Titled ‘Is Britain Fairer?’ the report found that young people are having a tougher time than their older peers recovering from the 2008 global financial crisis.
Unemployment for 16- to 24-year-olds stood at 14.8 percent for the three months to August 2015, the report found. The rate is higher than the 13.8 percent recorded before February 2008, immanently before the recession hit.
EHRC commissioner Laura Carstensen said young people had to cope with a particularly difficult set of circumstances.
“Theirs are the shoulders on which the country will rely to provide for a rapidly ageing population, yet they have the worst economic prospects for several generations,” she said.
Measures brought in by the Conservative government have also neglected young people. Chancellor George Osborne announced a “national living wage” in July, but it will only be available to workers aged 25 and over.
Those between ages 21 and 24 will still be forced to work on the current minimum wage of £6.70 (US$10.30) per hour.

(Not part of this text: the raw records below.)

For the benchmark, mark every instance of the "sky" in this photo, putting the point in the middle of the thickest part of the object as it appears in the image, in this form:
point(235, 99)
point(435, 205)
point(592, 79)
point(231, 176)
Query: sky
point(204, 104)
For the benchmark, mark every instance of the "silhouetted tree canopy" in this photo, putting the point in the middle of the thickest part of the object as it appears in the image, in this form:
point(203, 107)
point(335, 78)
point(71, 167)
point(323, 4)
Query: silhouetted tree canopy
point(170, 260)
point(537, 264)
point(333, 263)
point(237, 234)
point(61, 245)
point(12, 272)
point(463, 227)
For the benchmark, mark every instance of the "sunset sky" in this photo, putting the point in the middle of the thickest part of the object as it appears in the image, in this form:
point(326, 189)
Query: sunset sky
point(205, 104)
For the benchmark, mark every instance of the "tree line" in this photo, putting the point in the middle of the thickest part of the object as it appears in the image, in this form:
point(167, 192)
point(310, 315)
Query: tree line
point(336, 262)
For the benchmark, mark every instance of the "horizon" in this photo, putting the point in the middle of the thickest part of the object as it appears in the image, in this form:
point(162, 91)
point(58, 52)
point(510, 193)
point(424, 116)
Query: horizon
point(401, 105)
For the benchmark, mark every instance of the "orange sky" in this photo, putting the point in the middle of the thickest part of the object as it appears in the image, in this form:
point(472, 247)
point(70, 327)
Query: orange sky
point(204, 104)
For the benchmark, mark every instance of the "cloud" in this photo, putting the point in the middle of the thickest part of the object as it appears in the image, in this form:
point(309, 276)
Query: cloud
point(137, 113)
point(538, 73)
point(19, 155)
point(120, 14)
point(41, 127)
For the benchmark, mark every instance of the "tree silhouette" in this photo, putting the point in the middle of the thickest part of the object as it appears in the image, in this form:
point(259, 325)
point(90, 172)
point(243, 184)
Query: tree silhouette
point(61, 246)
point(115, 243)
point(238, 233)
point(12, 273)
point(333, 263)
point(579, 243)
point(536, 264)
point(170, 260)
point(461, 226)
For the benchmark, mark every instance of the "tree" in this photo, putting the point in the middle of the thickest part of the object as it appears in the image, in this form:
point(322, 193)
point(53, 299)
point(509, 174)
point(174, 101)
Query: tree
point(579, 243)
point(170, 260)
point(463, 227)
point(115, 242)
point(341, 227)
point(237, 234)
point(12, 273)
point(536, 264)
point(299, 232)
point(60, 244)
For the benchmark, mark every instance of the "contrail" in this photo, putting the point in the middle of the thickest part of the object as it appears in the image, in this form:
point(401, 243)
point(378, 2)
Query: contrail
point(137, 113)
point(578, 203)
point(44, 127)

The report also examined the effects of poverty on different ethnic minority groups. It found white British boys are worst affected.
In terms of education, children from Chinese and Indian backgrounds tended to perform better than other pupils, the report discovered.
It further concluded opportunities in education and employment had improved for people of Bangladeshi and Pakistani heritage, while people from African and Caribbean descent had seen some of the biggest falls in income.
The EHRC further found that attitudes toward religious diversity had become less accepting, with a marked increase the number of Islamophobic and anti-Semitic attacks.
In a statement, Trade Union Congress (TUC) General Secretary Frances O’Grady said the government needs to tackle low-pay, housing costs and youth employment.
“This report should be wake-up call to ministers. Hiking up university and college fees and excluding young people from the new higher minimum wage rate is not the way to build a fair and prosperous Britain. It is the blueprint for a lost generation,” she said.
“Without better employment and training opportunities many young people will continue to be shut out of the recovery.”